Mr. President, End this Farm Subsidy Boondoggle
Before taking office, President Barack Obama pledged to cut government waste: “We cannot sustain a system that bleeds billions of taxpayer dollars on programs that have outlived their usefulness.” Yet after signing the $410 billion omnibus (the largest annual increase in 30 years) on top of the gargantuan $787 billion spending package with questionable items to “stimulate” the economy, it seems like what is bleeding is that promise’s credibility.
Yet the President still has an opportunity to redeem himself on spending by following through with his $2 trillion federal cost-cutting promise. In his first address to the joint session of Congress, Obama named farm subsidy programs as a top candidate for the chopping block. The Commodity Credit Corporation (CCC) is the Agriculture Department agency responsible for administering subsidy programs, notorious for funding large agribusiness.
This wasn’t the first time the President singled out the CCC for excess. In November, Obama criticized the CCC’s gross misallocation of $49 million in farm subsidies to farmers who were ineligible for the program because they earned more than $2.5 million per year. Despite such gross mismanagement, the CCC will receive $1 billion as part of the stimulus package and more than $3 billion in the omnibus—on top of its annual $12 billion budget.
The CCC is a New Deal relic, created in 1933 to support the then-struggling farm industry. At the height of the Great Depression, the average farmer earned only half the income of the average American household. To stabilize farm income and prices, the CCC offered subsidies in the form of direct payments, countercyclical payments, price support programs, as well as conservation programs.
Direct and countercyclical payments are used alternatively to compensate farmers for producing crops depending on market demand.

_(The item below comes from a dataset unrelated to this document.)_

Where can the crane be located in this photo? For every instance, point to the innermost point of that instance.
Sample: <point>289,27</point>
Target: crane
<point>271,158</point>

When crop prices are low, the price support program enables farmers to use their crops as collateral for non recourse loans from the USDA, without the risk of default. To counteract overuse, conservation programs pay farmers for not producing crops on their land.
As farmers become richer, more efficient, and fewer, the continued relevancy of the CCC is questionable. Yet the CCC’s expenditures continue to grow today despite the wealth of American agriculture. In 2005 the average farm household earned 26 percent higher income than the average American household.
Moreover, the majority of CCC subsidies are collected by large agribusiness firms. Over the past decade, 75 percent of the $177 billion in total subsidy payments was collected by the top 10 percent of subsidy recipients. This largesse not only wastes Americans’ tax dollars, it inflates the price they pay for food.
Agricultural subsidies often have a regressive effect not only on domestic but international economies as well. Protectionist subsidies create barriers to trade for less developed countries that rely most heavily on agriculture as a means of development. U.S. farm subsidies often encourage excessive crop production by artificially boosting demand. Overproduction skews world prices, which helps stifle economic development by making it difficult for developing countries to enter the market and remain competitive. The International Monetary Fund estimates that the elimination of farm subsidies could add $100 billion to global welfare.
Overproduction can also increase pollution and overuse of land. Excessive production can degrade farmland, which then requires the use of added pesticides and fertilizers to remain agriculturally viable. According to the World Resources Institute, agriculture is the biggest source of pollution in U.S. rivers and lakes. Overproduction also results in the development of marginal farmland, causing loss of habitat and other natural resources.
The CCC has outlived any purpose it may once have had. The continued subsidization of the US farm industry comes at the expense of the environment, consumers, and producers in developing countries. These costs are too high to continue.
As the financial crisis deepens, the destabilizing effect of subsidies needs to be reexamined. If President Obama is ever to make up for the current spending spree, he must confront and eliminate boondoggles like the Commodity Credit Corporation.
Amanda France is a research associate at the Competitive Enterprise Institute.